How call_virtual_method resolves the signature

template<std::size_t id, class ReturnType>
ReturnType call_virtual_method(auto... arg_list) {
#ifdef _MSC_VER
  using Fn = ReturnType(__thiscall*)(void*, decltype(arg_list)...);
#else
  using Fn = ReturnType(*)(void*, decltype(arg_list)...);
#endif
  return (*reinterpret_cast<Fn**>(this))[id](this, arg_list...);
}
  • The first parameter is always this (void*).
  • Remaining parameter types are deduced from the actual arguments (decltype(arg_list)...). Ensure you pass arguments with the correct types (e.g., int32_t vs int, pointer/ref qualifiers), or define thin wrappers that cast to the exact signature you recovered.

⚠ On 32-bit MSVC the __thiscall distinction matters; on 64-bit MSVC it’s ignored (all member funcs use the common x64 calling convention).

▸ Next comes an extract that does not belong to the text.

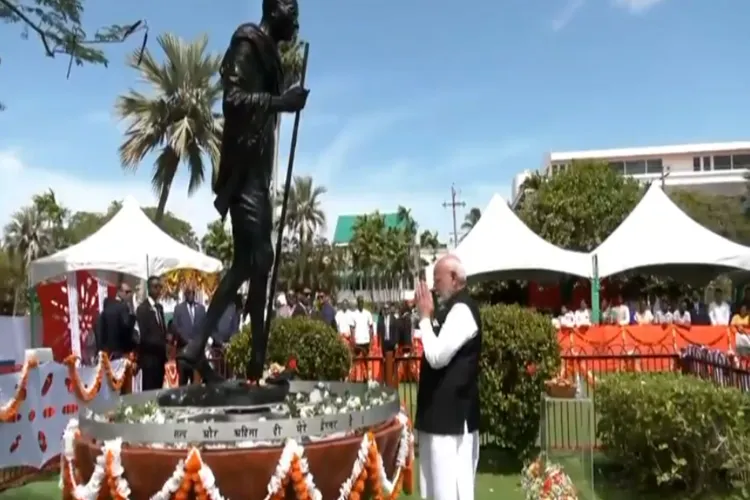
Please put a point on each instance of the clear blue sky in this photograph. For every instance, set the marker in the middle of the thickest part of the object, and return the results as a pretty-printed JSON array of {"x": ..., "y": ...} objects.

Safety notes (read before using!)

Working at this level is inherently unsafe; be deliberate:

  1. Correct offsets & alignment

    • get_by_offset<T> assumes this + offset is properly aligned for T and points to an object of type T.
    • Wrong offsets or misalignment ⇒ undefined behavior (UB), crashes, silent corruption.
  2. Object layout assumptions

    • The vtable pointer is assumed to be at the start of the most-derived subobject at this.
    • With multiple/virtual inheritance, the desired subobject’s vptr may be at a non-zero offset. If so, adjust this to that subobject before calling, e.g.:

    cpp auto* sub = reinterpret_cast<void*>(reinterpret_cast<std::uintptr_t>(this) + kSubobjectOffset); // … then reinterpret sub instead of this inside a custom helper

  3. ABI & calling convention

    • Indices and signatures are compiler/ABI-specific. Recheck after updates or different builds (MSVC vs Clang/LLVM-MSVC vs MinGW).
  4. Strict aliasing

    • Reinterpreting memory as unrelated T can violate aliasing rules. Prefer trivially copyable PODs and exact original types where possible.
  5. Const-correctness

    • The const overload returns const T& but still reinterprets memory; do not write through it. Use the non-const overload to mutate.
  6. Thread safety

    • No synchronization is provided. Ensure the underlying object isn’t concurrently mutated in incompatible ways.

Tips & patterns

  • Centralize offsets in constexpr with comments (// game v1.2.3, sig XYZ).
  • Guard reads: if you have a canary or RTTI/vtable hash, check it before relying on offsets.
  • Prefer accessors returning references: lets you both read and write with natural syntax.
  • Wrap tricky virtuals: if a method takes complex/reference params, wrap call_virtual_method in a strongly typed member that casts exactly as needed.

Troubleshooting

  • Crash on virtual call → wrong index or wrong this (subobject), or mismatched signature (args/ret or calling conv).
  • Weird field values → wrong offset, wrong type size/packing, stale layout after an update.
  • Only in 32-bit → double-check __thiscall and parameter passing (register vs stack).